En este punto, las cosas se ponen aún más difíciles. Incluso cuando profesamos la disposición a asumir la responsabilidad de las catástrofes ecológicas, esto puede ser una estratagia complicada para evitar enfrentarse a la verdadera magnitud de la amenaza. Hay algo engañosamente tranquilizador en esta disposición a asumir la culpa por las amenazas a nuestro medio ambiente: nos gusta ser culpables ya que, si somos culpables, entonces todo depende de nosotros, tiramos de las cuerdas de la catástrofe, por lo que también podemos salvarnos a nosotros mismos simplemente cambiando nuestras vidas.


Lo que es realmente difícil de aceptar para nosotros (al menos para nosotros en Occidente) es que nos veamos reducidos a un papel puramente pasivo de observadores impotentes que sólo pueden sentarse a observar nuestro destino. Para evitar esto, somos propensos a involucrarnos en actividades frenéticas, reciclamos papel viejo, compramos alimentos orgánicos, lo que sea, sólo para estar seguros de que estamos haciendo algo, haciendo nuestra contribución.

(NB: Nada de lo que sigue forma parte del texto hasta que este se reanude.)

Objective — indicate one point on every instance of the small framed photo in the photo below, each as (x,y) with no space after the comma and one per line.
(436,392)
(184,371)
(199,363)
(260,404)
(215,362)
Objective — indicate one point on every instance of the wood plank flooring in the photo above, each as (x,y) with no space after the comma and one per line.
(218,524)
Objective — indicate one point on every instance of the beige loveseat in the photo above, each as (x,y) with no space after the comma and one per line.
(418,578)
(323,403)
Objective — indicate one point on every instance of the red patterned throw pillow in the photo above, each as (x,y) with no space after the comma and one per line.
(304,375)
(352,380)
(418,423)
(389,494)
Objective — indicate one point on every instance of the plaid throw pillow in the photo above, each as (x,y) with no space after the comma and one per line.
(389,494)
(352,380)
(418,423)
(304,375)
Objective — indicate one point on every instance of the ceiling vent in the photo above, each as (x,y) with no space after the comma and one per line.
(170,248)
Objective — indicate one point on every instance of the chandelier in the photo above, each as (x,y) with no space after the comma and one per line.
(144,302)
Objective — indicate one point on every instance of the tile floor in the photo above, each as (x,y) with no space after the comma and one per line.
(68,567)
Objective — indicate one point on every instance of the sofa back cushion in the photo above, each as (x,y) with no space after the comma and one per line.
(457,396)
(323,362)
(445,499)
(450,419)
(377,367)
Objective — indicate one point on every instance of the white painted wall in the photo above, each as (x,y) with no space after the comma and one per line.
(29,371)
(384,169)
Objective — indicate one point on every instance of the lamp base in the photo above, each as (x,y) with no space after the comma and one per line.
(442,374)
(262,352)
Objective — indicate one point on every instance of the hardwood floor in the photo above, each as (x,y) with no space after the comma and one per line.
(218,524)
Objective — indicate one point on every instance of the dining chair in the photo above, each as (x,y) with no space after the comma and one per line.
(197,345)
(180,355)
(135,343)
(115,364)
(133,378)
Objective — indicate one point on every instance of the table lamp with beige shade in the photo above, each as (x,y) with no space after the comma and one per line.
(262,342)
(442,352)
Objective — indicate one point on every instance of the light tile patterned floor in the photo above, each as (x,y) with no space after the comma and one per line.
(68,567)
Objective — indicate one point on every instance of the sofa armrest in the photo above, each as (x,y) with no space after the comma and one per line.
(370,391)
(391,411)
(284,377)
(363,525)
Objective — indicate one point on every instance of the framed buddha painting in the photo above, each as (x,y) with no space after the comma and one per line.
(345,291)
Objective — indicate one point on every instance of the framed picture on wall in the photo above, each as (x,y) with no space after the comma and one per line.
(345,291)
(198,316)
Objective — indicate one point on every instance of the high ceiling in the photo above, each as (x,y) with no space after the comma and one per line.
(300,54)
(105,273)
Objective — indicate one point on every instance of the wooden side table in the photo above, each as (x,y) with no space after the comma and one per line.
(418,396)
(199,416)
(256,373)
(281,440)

Somos como un aficionado al fútbol que apoya a su equipo frente a una pantalla de televisión en casa, gritando y saltando desde su asiento, en la supersticiosa creencia de que esto de alguna manera influirá en el resultado.


Es cierto que la forma típica de negación fetichista en torno a la ecología es: "Sé muy bien (que todos estamos amenazados), pero realmente no lo creo (así que no estoy listo para hacer nada realmente importante como cambiar mi forma de vida)".


Pero también existe la forma opuesta de negación: "Sé muy bien que no puedo influir realmente en el proceso que puede llevar a mi destrucción (como un estallido volcánico), pero sin embargo es demasiado traumático para mí como para aceptarlo, así que no puedo resistir la tentación de hacer algo, aunque sé que en última instancia no tiene sentido".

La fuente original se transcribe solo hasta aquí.